I got home from a trip to Brooklyn to visit our son and his wife and their two-year-old, Nate, very early this morning.  Unfortunately, my husband and I came home with the same wretched cold that had dogged our heels the whole time we were in Brooklyn.  We had spent the whole time in Brooklyn sniffling and hacking and sneezing and whining and feeling pitiful and sorry for ourselves.  Our daughter-in-law had the same cold and our son and Nate had a minor version of it, so many of the things we had planned to do got cancelled.

So I opened email this morning (after sleeping a few hours) and what did I find but a wonderful comment from someone named Velma about a posting I made last year when I first started Real-Life-Journals.  I went back and read the post Velma was commenting on, and I realized there IS a point to keeping a journal and even to blogging about the thing, even when it's as thin and pitiful as my journal from the past two weeks is.  So this post is for Velma, to thank her for inspiring me.  I dug into my journal from this week and it looked pretty lame, not one bit like an art journal or even a visual verbal journal.  It looks more like notes taken on the back of envelopes.  And I decided, well, that's what it is and that's what real about it.

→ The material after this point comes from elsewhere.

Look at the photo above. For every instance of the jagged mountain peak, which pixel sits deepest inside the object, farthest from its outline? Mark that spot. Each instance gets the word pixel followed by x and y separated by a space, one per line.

This first entry I made the day I came down with the cold.  I had hiked to the Brooklyn Museum, one of my favorite places in New York as well as one of my favorite walks (and our kids are moving in two weeks from Park Slope, where they've lived for twelve years, to Maplewood, NJ, so we will no longer live in this neighborhood when we visit them).  I really wanted to be out and about as much as possible.  But it was icy cold and very windy, and by the time I got home  I knew I had made a big mistake.  At any rate, this drawing is of a very fine divination and healing piece in the African collection.  I would like to place my cold in a clay vessel and be done with it.  I have some clay. . . .
The next piece reflects the fact that we spent a lot of time sitting around the kids' apartment.  On this day I had cooked a calzone from a Nonna Stella YouTube (lezione 14) and a kale salad.  Nate and I had had a conversation about the subways that his dad takes to his job in Midtown.  Nate loves all train things, including subways, and is currently fascinated by numbers.  I was trying to figure out how to get to Erik's office by subway, thinking we would go there the next day if we felt up to it (we didn't), and trusting Nate to be a good source of information.  It turned out that he was exactly right!

This third page reflects the continuation of the wretched colds.  We were slumped over tea in a neighborhood cafe on the morning of 12/31 watching pigeons fluff out their feathers as they roosted on top of a building across the street.  I ran out of energy and never finished the drawing.  The recipe was from the night before.  I had copied it from Kerstin's recipe journal as I remembered it from another trip, way back when the kids lived in DC the year after they finished college at AU.
So, yes, these are pretty pitiful entries, but I think they're worth making.  And my vow for 2012 is A Page A Day and a posting once a week.  Pretty daunting, and I've already skipped yesterday.  But onward.  Someday this cold will fade away and the days will grow longer and the mornings will be warmer than the 15 degrees we had this morning.